Exact Ramsey number formula for large cycles of mixed parity

Improved upon previous asymptotic bounds to exact values

Additional technical results for odd-length cycles

Abstract

Denote by $R(G_1, G_2, G_3)$ the minimum integer $N$ such that any three-colouring of the edges of the complete graph on $N$ vertices contains a monochromatic copy of a graph $G_i$ coloured with colour $i$ for some $i\in{1,2,3}$. In a series of three papers of which this is the second, we consider the case where $G_1, G_2$ and $G_3$ are cycles of mixed parity. Here and in the previous paper, we consider $R(C_n,C_m,C_{\ell})$, where $n$ and $m$ are even and $\ell$ is odd. Figaj and \L uczak determined an asymptotic result for this case, which we improve upon to give an exact result.
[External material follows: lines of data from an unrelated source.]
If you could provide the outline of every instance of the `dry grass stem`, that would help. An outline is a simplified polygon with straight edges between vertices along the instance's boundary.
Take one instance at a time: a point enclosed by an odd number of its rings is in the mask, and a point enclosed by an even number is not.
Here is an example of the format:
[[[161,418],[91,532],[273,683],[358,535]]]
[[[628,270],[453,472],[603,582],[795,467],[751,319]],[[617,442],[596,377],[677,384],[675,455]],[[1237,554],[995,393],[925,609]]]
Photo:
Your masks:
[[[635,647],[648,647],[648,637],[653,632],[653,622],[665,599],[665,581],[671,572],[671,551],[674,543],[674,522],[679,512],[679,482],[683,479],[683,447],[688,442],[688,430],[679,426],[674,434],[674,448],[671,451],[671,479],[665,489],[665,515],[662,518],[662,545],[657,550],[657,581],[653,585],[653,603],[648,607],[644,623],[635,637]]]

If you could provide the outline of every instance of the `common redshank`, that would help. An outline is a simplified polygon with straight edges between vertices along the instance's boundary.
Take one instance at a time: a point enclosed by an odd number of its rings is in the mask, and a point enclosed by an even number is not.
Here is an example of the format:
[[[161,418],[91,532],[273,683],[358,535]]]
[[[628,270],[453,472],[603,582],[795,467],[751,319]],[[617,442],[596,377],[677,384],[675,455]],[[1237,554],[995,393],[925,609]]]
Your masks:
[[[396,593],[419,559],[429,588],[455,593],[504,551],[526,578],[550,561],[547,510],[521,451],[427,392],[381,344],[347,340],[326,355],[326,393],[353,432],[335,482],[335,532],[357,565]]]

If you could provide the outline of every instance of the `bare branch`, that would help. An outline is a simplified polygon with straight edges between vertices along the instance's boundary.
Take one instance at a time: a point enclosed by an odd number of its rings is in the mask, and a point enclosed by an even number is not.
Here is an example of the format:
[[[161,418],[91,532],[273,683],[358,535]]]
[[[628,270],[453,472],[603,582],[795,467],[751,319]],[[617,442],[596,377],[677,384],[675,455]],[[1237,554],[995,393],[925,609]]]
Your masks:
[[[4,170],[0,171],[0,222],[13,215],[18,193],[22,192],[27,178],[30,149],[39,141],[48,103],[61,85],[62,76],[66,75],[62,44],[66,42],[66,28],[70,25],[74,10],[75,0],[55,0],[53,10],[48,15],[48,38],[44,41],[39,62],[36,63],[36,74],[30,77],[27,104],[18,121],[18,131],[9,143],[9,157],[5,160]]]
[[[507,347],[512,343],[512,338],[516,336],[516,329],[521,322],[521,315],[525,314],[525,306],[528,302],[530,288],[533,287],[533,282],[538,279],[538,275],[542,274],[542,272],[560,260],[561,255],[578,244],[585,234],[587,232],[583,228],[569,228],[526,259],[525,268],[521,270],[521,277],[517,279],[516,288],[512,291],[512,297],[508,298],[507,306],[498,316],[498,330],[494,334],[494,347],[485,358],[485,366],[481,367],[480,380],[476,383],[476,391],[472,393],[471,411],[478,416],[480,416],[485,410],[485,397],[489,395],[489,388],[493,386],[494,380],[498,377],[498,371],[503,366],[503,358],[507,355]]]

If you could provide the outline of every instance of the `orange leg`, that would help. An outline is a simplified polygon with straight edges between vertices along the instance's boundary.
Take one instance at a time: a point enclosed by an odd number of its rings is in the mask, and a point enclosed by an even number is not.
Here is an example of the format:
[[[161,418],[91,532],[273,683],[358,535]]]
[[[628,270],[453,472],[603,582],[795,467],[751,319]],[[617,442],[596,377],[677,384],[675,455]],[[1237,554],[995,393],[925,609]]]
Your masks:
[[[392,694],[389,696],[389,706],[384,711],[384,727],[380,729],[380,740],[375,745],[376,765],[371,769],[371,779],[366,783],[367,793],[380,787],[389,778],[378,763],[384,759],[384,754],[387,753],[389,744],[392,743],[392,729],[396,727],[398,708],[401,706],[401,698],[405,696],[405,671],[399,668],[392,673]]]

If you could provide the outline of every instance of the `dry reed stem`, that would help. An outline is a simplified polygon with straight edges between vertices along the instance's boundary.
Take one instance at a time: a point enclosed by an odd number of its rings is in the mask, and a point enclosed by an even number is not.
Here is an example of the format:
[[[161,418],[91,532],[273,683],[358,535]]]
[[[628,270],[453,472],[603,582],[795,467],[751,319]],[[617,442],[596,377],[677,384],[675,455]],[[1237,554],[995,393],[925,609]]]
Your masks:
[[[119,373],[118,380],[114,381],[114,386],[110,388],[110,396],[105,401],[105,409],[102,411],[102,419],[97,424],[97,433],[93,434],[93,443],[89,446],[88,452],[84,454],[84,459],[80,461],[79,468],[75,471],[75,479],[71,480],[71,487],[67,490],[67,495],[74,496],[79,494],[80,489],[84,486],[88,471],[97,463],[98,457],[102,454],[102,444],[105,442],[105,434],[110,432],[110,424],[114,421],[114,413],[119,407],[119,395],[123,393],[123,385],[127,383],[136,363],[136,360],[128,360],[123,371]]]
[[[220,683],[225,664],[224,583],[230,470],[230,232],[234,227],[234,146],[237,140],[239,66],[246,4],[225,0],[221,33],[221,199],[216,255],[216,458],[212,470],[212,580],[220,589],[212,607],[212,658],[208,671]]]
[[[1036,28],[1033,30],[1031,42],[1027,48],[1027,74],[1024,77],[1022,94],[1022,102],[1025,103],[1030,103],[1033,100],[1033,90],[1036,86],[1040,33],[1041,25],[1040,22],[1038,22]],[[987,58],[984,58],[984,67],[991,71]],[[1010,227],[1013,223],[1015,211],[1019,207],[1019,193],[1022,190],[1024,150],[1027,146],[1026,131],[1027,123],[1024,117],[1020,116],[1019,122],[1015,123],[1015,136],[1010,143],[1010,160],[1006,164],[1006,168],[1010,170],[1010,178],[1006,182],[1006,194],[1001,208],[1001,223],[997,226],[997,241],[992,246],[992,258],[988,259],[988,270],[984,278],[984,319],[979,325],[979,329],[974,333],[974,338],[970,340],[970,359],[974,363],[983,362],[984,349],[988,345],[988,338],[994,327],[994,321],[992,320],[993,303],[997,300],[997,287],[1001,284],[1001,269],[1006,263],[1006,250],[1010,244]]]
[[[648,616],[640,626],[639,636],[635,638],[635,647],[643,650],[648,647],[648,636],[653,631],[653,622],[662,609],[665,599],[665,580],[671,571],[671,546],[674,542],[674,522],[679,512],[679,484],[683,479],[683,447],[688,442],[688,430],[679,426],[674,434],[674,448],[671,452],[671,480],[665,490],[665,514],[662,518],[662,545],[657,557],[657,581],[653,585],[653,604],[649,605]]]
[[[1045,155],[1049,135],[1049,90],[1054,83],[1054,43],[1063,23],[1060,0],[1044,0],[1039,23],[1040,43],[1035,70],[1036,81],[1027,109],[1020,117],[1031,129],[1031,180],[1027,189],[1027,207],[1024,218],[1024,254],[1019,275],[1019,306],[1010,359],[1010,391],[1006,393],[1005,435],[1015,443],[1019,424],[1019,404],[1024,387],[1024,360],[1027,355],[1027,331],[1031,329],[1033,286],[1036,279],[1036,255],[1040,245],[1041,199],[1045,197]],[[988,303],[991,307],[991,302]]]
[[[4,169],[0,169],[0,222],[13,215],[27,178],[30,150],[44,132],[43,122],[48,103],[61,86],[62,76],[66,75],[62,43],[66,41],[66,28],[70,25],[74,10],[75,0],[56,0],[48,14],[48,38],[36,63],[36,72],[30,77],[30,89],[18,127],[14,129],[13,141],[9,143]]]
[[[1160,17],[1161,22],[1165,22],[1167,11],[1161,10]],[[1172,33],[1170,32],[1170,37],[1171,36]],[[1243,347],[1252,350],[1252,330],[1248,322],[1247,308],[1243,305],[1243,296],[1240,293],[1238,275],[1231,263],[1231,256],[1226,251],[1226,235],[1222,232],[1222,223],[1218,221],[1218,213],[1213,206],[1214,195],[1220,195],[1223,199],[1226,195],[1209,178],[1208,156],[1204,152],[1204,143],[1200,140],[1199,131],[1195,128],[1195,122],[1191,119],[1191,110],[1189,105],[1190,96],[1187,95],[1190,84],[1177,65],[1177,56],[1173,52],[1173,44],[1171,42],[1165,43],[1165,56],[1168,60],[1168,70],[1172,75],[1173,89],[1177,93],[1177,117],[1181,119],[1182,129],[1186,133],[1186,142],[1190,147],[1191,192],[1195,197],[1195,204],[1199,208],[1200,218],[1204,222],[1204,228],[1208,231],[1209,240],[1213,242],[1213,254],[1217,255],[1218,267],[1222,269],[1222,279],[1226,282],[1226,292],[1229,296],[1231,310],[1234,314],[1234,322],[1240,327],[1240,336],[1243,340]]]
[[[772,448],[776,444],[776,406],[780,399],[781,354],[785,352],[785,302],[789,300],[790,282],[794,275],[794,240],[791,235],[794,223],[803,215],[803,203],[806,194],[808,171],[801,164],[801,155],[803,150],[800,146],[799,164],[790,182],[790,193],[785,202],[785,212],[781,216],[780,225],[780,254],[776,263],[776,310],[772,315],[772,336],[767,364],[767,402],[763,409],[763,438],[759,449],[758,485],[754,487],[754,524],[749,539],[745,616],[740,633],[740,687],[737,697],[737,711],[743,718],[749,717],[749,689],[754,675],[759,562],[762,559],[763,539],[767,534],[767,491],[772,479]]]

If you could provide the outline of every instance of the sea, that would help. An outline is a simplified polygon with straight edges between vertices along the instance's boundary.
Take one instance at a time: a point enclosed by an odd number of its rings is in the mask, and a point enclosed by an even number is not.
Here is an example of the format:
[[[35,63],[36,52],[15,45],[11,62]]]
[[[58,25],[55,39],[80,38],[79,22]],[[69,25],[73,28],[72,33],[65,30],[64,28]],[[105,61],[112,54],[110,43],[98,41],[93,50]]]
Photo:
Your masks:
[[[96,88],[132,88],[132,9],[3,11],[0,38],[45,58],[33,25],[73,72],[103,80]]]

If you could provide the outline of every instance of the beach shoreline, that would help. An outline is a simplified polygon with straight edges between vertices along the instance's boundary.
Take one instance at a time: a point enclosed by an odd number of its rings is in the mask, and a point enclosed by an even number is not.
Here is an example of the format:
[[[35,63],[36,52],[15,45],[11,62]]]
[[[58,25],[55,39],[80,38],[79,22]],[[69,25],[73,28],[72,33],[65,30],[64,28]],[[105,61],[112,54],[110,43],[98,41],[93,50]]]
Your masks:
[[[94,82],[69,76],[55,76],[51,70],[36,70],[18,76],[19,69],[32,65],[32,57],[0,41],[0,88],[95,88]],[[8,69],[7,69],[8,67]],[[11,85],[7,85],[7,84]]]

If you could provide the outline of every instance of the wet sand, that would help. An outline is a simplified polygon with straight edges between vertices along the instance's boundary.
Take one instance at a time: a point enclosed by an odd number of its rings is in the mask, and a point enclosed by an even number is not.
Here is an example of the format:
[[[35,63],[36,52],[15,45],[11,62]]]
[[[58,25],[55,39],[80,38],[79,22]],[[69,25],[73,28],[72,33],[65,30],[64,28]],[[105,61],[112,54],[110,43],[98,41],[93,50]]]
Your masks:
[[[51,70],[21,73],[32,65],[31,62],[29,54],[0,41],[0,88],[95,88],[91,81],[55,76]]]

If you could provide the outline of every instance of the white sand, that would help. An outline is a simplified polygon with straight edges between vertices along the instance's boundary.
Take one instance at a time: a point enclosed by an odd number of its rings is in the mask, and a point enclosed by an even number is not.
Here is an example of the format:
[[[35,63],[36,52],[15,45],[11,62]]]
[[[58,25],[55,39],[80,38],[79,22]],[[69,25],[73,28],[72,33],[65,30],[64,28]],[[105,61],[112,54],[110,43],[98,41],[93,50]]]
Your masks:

We prove that for $n,m$ and $\ell$ sufficiently large $R(C_n,C_m,C_\ell)=\max\{2n+m-3, n+2m-3, \tfrac{1}{2} n +\tfrac{1}{2} m + \ell - 2\}$. The proof of this result is mostly contained within the first paper in this series, however, in the case that the longest cycle is of odd length, we require an additional technical result, the proof of which makes up the majority of this paper.